There are 2 very specific rules I have about winning the lottery. Very specific and very important rules.
1. Whether you win $100 or $100000000, keep ya gah damn mouth shut about it. Jeez. How difficult is that? I told my mama, look here, if i win the lotto, i'm not tellin a soul. Not you, not my daddy, not my siblings, not my bestie, not the wonderful people of blogsville. Nobody. The only people that will know i won are me, Jesus, and the people in the lottery office that cut my check! Of course i'm gonna break some of my loved ones off with some cash (considering i win a large amount of money) but you better take that "anonymous" donation and my discreet head nod and shut your dirty mouth too! How many people need to be murdered or taken advantage of before folks realize that the love of money truly is the root of all evil? Family and friends can and will turn on you just as quick, if not quicker than a damn stranger. (See: Abraham Shakespeare and Urooj Khan)

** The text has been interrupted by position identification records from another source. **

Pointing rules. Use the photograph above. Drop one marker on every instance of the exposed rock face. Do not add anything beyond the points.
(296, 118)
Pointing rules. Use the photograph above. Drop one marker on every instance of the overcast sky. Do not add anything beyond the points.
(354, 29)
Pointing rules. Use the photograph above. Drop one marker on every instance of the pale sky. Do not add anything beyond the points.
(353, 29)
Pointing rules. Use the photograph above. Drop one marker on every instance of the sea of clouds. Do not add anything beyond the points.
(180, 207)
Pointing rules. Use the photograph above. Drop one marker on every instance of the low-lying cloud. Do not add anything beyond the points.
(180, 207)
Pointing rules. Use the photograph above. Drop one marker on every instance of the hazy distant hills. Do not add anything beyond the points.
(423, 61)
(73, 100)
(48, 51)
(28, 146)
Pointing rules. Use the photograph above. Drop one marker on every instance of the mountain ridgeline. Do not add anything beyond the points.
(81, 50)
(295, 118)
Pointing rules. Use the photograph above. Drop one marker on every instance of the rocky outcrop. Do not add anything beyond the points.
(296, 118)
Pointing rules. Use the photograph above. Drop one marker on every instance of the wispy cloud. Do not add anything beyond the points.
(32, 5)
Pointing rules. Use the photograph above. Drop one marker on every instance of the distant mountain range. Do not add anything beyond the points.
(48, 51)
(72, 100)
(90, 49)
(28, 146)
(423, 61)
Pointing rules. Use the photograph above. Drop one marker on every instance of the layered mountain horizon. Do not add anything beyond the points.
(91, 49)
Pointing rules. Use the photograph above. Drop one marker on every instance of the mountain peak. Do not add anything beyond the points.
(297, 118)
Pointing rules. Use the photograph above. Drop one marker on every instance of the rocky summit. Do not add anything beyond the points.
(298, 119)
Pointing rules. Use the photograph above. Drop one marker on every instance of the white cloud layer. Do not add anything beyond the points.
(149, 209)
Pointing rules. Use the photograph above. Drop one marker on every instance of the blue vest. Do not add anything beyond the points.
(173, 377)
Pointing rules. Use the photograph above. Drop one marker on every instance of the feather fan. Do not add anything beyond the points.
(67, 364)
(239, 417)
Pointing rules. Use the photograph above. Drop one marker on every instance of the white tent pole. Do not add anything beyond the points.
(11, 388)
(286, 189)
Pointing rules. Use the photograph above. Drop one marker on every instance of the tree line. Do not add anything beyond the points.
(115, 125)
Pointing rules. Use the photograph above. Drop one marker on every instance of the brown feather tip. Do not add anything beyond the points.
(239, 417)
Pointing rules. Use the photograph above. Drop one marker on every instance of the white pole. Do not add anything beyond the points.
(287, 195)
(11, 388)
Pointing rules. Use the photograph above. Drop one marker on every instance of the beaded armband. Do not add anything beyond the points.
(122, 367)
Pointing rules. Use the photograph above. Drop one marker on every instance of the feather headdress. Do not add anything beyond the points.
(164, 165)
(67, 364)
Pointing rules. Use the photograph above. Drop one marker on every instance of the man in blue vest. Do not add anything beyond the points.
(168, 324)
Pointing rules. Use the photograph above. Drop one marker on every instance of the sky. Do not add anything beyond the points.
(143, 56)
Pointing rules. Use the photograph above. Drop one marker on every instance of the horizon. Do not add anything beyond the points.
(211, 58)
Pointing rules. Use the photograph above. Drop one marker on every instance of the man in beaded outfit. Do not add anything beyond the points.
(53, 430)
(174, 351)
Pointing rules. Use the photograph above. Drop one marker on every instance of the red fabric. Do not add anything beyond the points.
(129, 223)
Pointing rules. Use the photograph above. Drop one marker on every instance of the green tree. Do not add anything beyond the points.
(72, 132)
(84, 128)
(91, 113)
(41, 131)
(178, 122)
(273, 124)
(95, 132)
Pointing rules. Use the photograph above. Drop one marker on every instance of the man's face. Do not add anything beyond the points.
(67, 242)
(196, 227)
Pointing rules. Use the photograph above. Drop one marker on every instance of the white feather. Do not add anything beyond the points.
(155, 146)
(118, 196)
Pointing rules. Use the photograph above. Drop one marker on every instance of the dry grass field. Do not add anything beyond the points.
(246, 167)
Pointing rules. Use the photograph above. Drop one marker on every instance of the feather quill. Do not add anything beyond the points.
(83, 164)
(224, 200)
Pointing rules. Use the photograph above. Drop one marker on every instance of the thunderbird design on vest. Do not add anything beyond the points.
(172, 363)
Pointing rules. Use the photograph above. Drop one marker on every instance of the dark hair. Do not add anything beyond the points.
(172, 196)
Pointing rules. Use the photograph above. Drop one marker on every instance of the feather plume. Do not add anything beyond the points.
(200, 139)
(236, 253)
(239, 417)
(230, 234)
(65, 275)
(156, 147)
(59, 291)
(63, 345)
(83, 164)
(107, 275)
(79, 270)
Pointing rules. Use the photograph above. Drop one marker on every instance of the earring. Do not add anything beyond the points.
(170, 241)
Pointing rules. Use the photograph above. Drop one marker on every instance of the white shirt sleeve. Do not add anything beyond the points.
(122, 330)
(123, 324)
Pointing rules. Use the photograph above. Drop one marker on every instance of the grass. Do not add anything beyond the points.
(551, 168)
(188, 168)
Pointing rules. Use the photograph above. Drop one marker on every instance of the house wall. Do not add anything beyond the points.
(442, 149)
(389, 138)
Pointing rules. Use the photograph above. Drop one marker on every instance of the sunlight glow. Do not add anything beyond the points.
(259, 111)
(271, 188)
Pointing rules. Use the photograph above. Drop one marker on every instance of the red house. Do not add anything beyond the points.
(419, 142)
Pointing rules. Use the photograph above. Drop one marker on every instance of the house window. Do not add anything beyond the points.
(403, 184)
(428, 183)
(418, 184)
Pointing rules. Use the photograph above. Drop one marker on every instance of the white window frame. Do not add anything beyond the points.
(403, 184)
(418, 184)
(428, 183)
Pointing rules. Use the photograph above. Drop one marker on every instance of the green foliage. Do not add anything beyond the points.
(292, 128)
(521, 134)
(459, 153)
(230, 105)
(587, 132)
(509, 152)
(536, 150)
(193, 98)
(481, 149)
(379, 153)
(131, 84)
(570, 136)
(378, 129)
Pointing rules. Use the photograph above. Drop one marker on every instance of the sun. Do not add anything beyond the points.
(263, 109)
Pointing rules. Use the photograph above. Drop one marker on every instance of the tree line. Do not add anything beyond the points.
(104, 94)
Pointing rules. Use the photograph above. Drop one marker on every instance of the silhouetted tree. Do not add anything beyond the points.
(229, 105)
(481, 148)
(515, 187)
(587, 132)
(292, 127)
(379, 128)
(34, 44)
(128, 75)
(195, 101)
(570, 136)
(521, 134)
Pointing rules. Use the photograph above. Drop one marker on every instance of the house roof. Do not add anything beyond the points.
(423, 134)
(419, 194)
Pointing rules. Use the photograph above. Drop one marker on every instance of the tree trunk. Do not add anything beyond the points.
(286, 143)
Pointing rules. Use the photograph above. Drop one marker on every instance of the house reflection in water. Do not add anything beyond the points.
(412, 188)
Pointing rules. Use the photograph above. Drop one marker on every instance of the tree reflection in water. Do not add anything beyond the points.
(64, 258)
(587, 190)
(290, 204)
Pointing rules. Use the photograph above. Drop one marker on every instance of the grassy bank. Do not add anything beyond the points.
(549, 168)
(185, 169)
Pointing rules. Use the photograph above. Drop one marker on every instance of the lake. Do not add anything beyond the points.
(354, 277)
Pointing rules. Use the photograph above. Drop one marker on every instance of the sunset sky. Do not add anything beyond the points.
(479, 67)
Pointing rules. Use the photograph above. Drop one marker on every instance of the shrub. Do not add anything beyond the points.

2. Don't go balls to the wall buying a whole bunch of extravagant unnecessary nonsense! Yes, $1mil seems like a lot of money...but money doesn't last if you're out there spending it (or giving it away or burning it or whatever folks do that leaves them broke in the long run) I know if you were broke your entire life, the idea of being able to live lavish is probably ridiculously appealing (especially if you have no knowledge of money management and fiscal responsibility). Likewise, being in a position to help your broke friends and others in need may make you extra charitable. But yo, if you're gonna do all that, the least you can do is take care of home first! And taking care of home does not mean buying a mansion to rival buckingham palace or buying a different car for everyday of the week...especially when you have children, bills, and debt. (See: Sharon Tirabassi)
Long story short- if you win the lotto, please be smart, please stay safe, and please break Lady Ngo off a couple of dollars.